Supreme Court dismisses Meier appeal |

Supreme Court dismisses Meier appeal

by Christy Chalmers

The state Supreme Court has dismissed an appeal filed by a former Stateline man who was convicted in 1997 of second-degree murder and forgery.

A 15-page opinion released Friday says the improprieties claimed by lawyers for Monte Meier do not warrant a reversal of a jury conviction or a new trial.

Meier was tried in April 1997, almost a year after investigators found the body of his wife Julie buried in the back yard of the couple’s Hawthorne Way home.

Prosecutors successfully argued that Meier killed his wife, then forged her name so he could sell the house. Meier’s attorneys contended that Julie Meier died of alcohol-related liver failure.
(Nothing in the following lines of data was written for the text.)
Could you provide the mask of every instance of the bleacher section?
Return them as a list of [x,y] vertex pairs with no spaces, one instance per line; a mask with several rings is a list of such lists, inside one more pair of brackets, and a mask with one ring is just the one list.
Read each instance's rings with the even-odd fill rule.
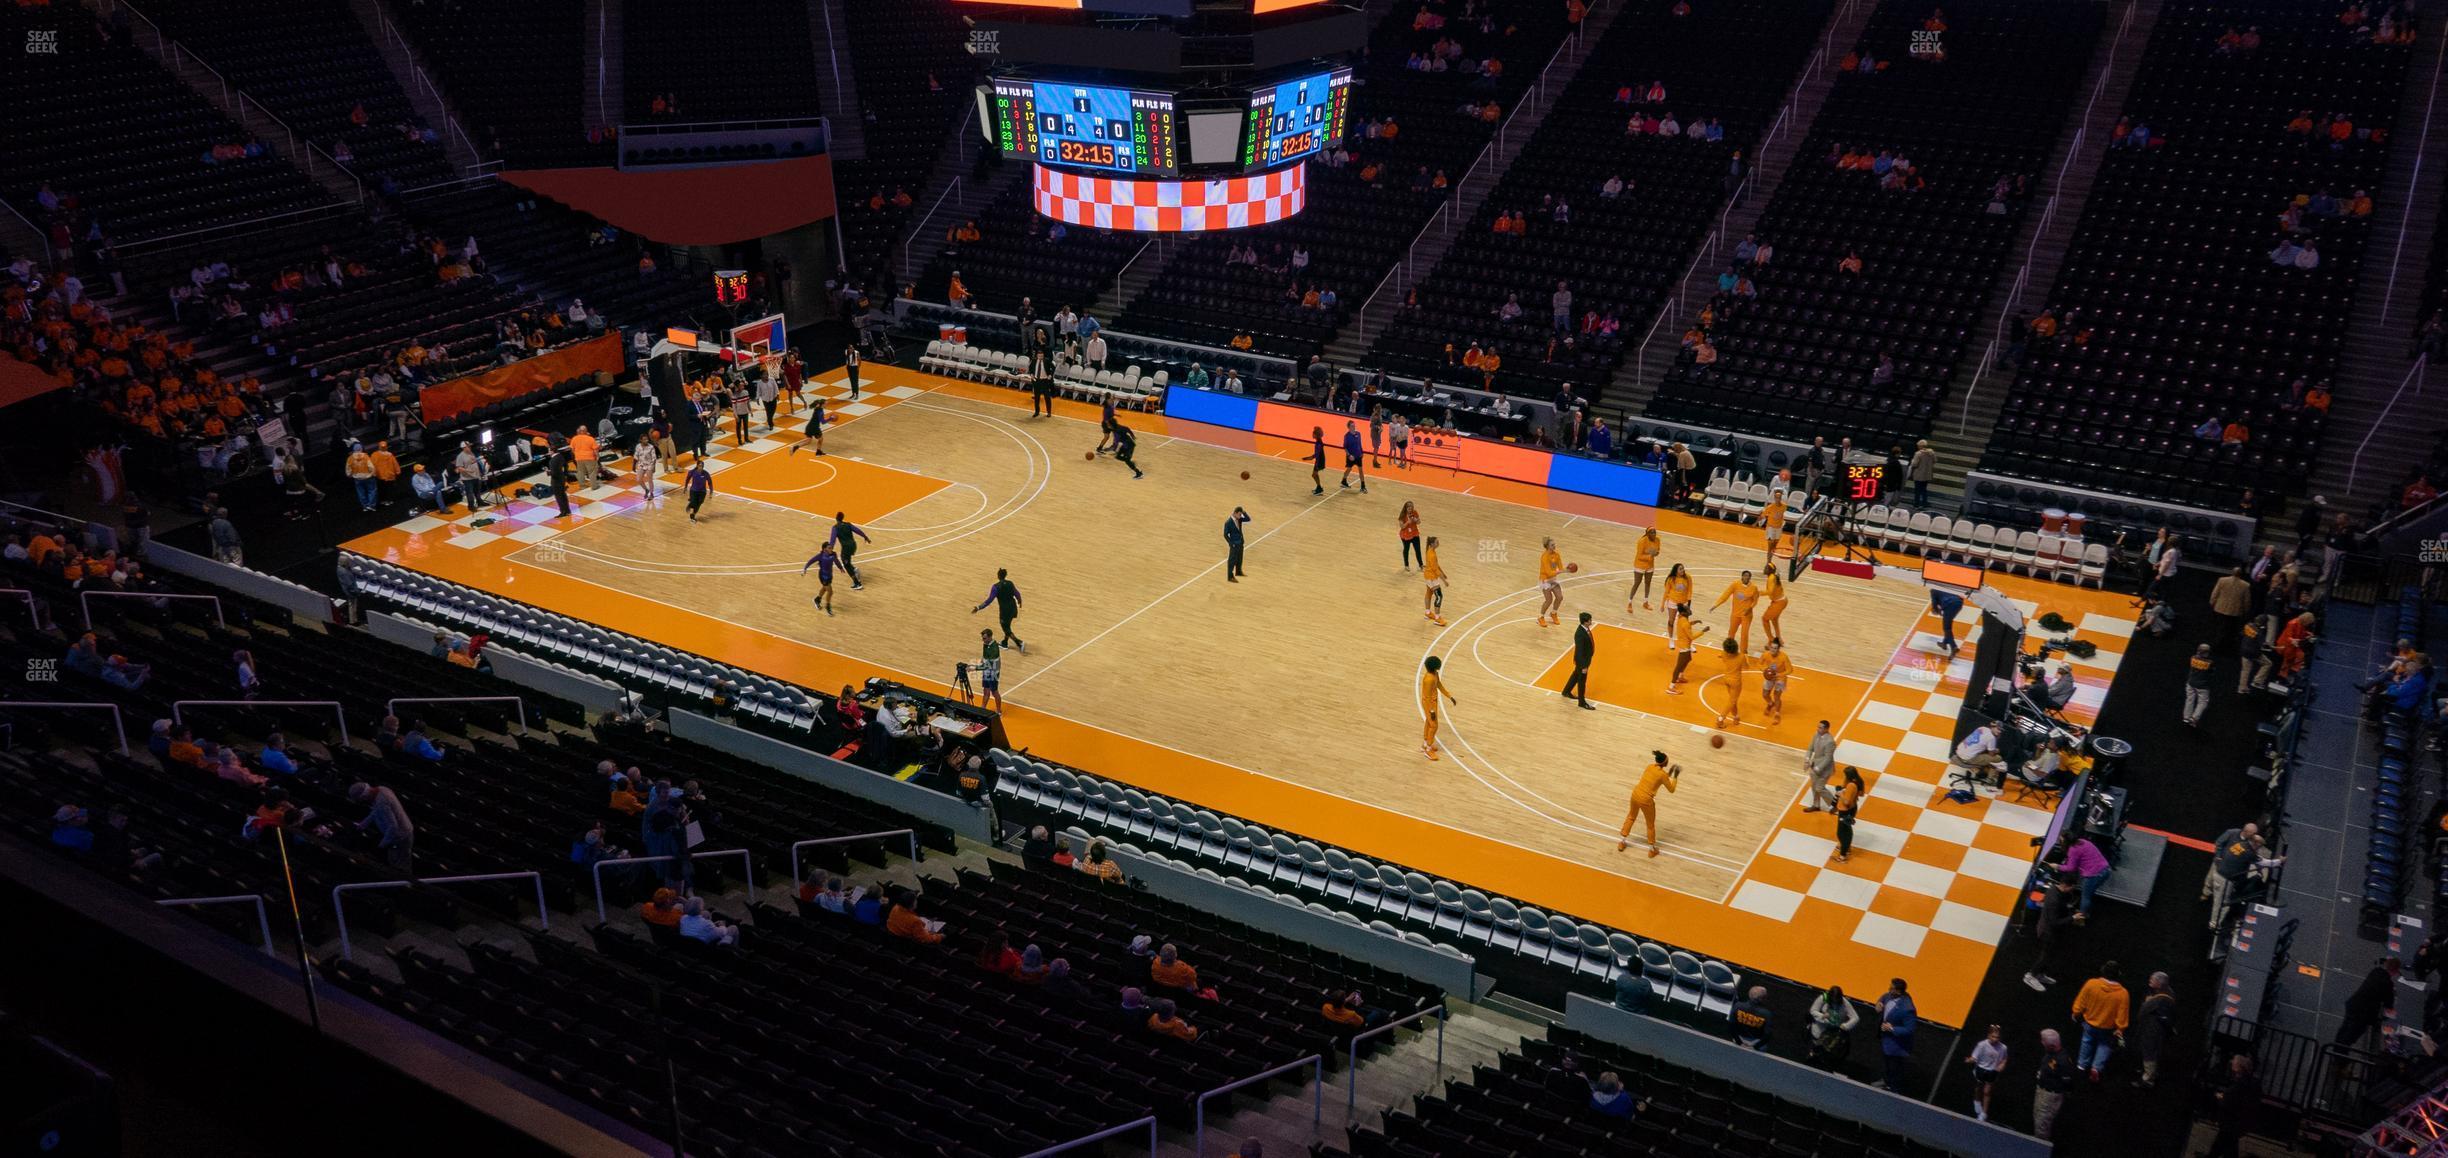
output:
[[[1462,180],[1495,135],[1494,123],[1463,115],[1462,104],[1493,101],[1500,117],[1510,113],[1569,30],[1564,5],[1546,0],[1493,0],[1479,12],[1473,19],[1442,4],[1396,4],[1370,34],[1355,81],[1351,163],[1311,158],[1307,208],[1290,221],[1179,246],[1116,328],[1208,346],[1246,332],[1259,352],[1289,358],[1322,349],[1445,200],[1447,190],[1429,187],[1435,174]],[[1448,71],[1406,67],[1441,41],[1460,46]],[[1485,59],[1501,63],[1492,82],[1466,67]],[[1368,134],[1370,122],[1389,118],[1394,137]],[[1375,179],[1366,179],[1372,167]],[[1255,246],[1260,263],[1230,264],[1237,246]],[[1305,270],[1289,268],[1297,249],[1309,253]],[[1304,308],[1299,294],[1287,296],[1294,288],[1332,289],[1339,302]]]
[[60,48],[0,69],[0,196],[27,220],[49,225],[45,187],[121,246],[332,203],[268,150],[214,160],[216,146],[246,145],[246,130],[81,12],[0,10],[0,37],[23,45],[30,32],[56,33]]
[[[919,203],[927,174],[944,141],[974,120],[971,99],[976,57],[964,51],[968,29],[949,0],[846,0],[849,58],[858,69],[864,109],[837,109],[837,117],[864,115],[867,156],[834,162],[834,200],[849,252],[851,280],[859,285],[898,286],[899,271],[886,271],[893,244],[928,206]],[[965,126],[972,143],[975,126]],[[896,203],[907,194],[910,204]],[[881,196],[881,208],[869,199]],[[878,276],[881,274],[881,276]]]
[[325,152],[347,141],[346,168],[369,186],[414,189],[456,174],[347,5],[329,0],[177,0],[153,5],[162,32]]
[[[2102,13],[1987,0],[1948,5],[1939,20],[1920,0],[1882,4],[1845,57],[1875,61],[1872,71],[1840,68],[1760,216],[1757,242],[1773,260],[1729,251],[1728,269],[1757,296],[1712,302],[1715,364],[1686,349],[1649,414],[1873,448],[1928,434],[2024,210],[2041,199],[2033,190]],[[1840,166],[1848,154],[1887,171]],[[1840,270],[1848,255],[1858,274]]]
[[[2257,51],[2219,48],[2239,24]],[[2323,414],[2291,387],[2337,364],[2370,227],[2306,209],[2306,269],[2273,260],[2279,219],[2379,189],[2409,52],[2329,6],[2168,0],[2124,109],[2152,139],[2104,145],[2047,299],[2055,336],[2029,344],[1982,469],[2213,509],[2247,487],[2300,496]],[[2298,114],[2310,132],[2289,130]],[[2332,114],[2350,122],[2334,142]],[[2197,437],[2211,419],[2249,441]]]
[[[1643,3],[1615,18],[1463,235],[1370,350],[1401,374],[1477,378],[1454,361],[1472,342],[1502,356],[1497,389],[1546,397],[1561,383],[1603,382],[1638,343],[1731,193],[1731,155],[1755,152],[1825,23],[1829,5],[1738,2],[1689,15]],[[1651,83],[1667,99],[1645,99]],[[1623,103],[1619,90],[1635,99]],[[1717,141],[1625,132],[1634,110],[1715,119]],[[1621,178],[1623,192],[1602,188]],[[1550,199],[1570,207],[1555,220]],[[1525,214],[1529,236],[1498,234],[1496,215]],[[1570,289],[1571,329],[1551,349],[1556,283]],[[1518,321],[1500,322],[1507,295]],[[1602,329],[1583,324],[1594,314]],[[1476,381],[1471,383],[1477,385]],[[1585,391],[1586,392],[1586,391]]]
[[[621,68],[632,123],[783,120],[824,111],[807,0],[630,4]],[[708,67],[708,62],[720,64]],[[655,111],[675,99],[677,111]]]
[[[912,211],[923,213],[926,207],[913,206]],[[928,222],[927,228],[949,231],[964,224],[946,220],[946,216]],[[1037,215],[1025,178],[987,205],[975,221],[978,240],[947,240],[927,263],[918,281],[921,300],[946,300],[952,276],[959,274],[982,310],[1015,313],[1022,298],[1031,299],[1038,316],[1044,318],[1053,317],[1065,305],[1087,309],[1113,288],[1114,275],[1131,255],[1156,237],[1081,225],[1067,227],[1066,236],[1053,240],[1048,231],[1050,219]]]
[[587,0],[390,9],[488,159],[513,169],[612,163],[613,143],[589,141],[583,119]]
Meier admitted burying Julie after finding her dead on the floor of their home in 1994, but said he didn’t know how she died and concealed her death for fear he would be blamed.
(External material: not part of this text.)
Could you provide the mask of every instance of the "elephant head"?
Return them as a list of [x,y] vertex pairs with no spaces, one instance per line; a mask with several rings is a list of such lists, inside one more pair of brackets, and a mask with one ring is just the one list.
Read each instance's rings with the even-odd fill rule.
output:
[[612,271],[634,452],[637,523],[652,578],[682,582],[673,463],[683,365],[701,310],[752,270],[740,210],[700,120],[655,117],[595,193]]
No definitive cause of death was established, and Meier’s appeal argued there was insufficient evidence to establish that Julie died by criminal means.
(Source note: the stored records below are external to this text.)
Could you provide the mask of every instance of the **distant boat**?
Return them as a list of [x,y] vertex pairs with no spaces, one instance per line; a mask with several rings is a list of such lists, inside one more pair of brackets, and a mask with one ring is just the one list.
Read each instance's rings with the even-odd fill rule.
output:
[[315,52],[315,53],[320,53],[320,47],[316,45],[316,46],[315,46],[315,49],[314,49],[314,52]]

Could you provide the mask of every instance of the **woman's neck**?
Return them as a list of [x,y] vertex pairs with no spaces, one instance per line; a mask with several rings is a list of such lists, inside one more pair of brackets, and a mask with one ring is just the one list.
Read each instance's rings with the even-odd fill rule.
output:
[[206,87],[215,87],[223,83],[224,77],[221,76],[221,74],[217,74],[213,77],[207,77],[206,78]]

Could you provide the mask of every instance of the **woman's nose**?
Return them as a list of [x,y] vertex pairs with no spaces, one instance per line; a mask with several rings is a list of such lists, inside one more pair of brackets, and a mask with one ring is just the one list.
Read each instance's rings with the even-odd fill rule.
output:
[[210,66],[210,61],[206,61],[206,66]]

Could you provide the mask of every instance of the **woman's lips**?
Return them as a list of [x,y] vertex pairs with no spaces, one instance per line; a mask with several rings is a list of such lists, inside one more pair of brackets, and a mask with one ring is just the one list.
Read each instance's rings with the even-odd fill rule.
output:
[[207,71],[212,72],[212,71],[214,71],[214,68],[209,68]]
“We conclude that sufficient evidence existed for a rational trier of fact to find that a criminal agency was indeed involved in Julie’s death,” Justices Cliff Young, Miriam Shearing and Myron Leavitt wrote. “This case does not involve the strong likelihood of death by natural causes…”

The appeal also challenged District Judge Dave Gamble’s decision to allow testimony on alleged domestic abuse suffered by Julie, the timing and relevance of the allegations and “prosecutorial misconduct” resulting in an unfair trial.

The domestic violence testimony, Meier’s attorneys said, did not include “clear and convincing evidence” showing Meier committed the acts, and even if the evidence was relevant, it was unfairly prejudicial.

“We conclude that evidence of a history of repeated, severe violence is highly probative in a murder case where serial domestic violence is involved,” the court opinion says. “Evidence of Meier’s years of physical abuse of Julie was essential to establishing the intent, motive and absence of mistake or accident required under (state law)…”

The misconduct accusations involved comments made by Douglas County Deputy District Attorney Tom Perkins about the defense’s star witness, forensics expert Michael Baden. Perkins was also assailed by Meier’s attorneys for alluding to the allegations of domestic violence in his closing arguments.

“After careful review of Dr. Baden’s testimony and the record as a whole, we conclude that while the prosecutor should not have stated that Dr. Baden was a clown and a liar, these comments do not warrant reversal,” the decision says. “We conclude that any potential misconduct was minimal and does not warrant reversal.”

The justices also addressed claims that real estate documents concerning the sale of the Meier home shouldn’t have been allowed as evidence because they weren’t included in a search warrant issued for the home, and the forgery and murder charges should not have been presented in the same case because they were unrelated.

“We conclude that (joining the charges) was appropriate because in hiring the woman to forge the real estate documents, Meier could be seen as attempting to further his scheme to conceal Julie’s death and secret burial,” they wrote. “Additionally, Meier’s acts underlying the forgery charge tend to show a consciousness of guilt in Julie’s death.”

Meier was sentenced to life in prison on the murder charge. Minimum parole eligibility was set at five years. A one- to four-year term was ordered for the forgery charge, to be served after the murder sentence. He is imprisoned at the Lovelock Correctional Center.